The red circle next to the code host will now change to a green tick. Sourcegraph has everything it needs to publish changesets to that code host!

Publishing changesets

Now that you have credentials set up, you can publish the changesets in the batch change. On a real batch change, you would do the following:

  1. Change the published: false in hello-world.batch.yaml to published: true.

    NOTE: Change published to an array to publish only some of the changesets, or set 'draft' to create changesets as drafts on code hosts that support drafts.

  2. Run the src batch preview command again and open the URL.

  3. On the preview page you can confirm that changesets will be published when the spec is applied.

  4. Click the Apply spec button and those changesets will be published on the code host.

    NOTE: You can also create or update a batch change by running src batch apply. This skips the preview stage, and is especially useful when updating an existing batch change.

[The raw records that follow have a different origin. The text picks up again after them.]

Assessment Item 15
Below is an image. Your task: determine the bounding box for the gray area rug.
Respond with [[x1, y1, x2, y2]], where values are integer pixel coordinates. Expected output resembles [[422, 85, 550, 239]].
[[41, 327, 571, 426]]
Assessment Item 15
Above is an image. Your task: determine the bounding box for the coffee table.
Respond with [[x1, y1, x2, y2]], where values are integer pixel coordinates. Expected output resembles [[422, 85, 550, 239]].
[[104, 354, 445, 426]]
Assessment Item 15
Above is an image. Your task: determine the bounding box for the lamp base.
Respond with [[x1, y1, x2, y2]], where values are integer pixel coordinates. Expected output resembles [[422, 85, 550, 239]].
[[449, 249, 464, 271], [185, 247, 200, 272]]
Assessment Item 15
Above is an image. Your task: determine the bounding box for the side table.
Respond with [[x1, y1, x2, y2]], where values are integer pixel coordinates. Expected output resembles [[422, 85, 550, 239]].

NOTE: You can also publish directly from Sourcegraph by omitting the published field from your batch spec. This is described in more detail in "Publishing changesets to the code host".

Congratulations!

You've created your first batch change! 🎉🎉

You can customize your batch spec and experiment with making other types of changes.

To update your batch change, edit hello-world.batch.yaml and run src batch preview again. (As before, you'll see a preview before any changes are applied.)

To learn what else you can do with Batch Changes, see "Batch Changes" in Sourcegraph documentation.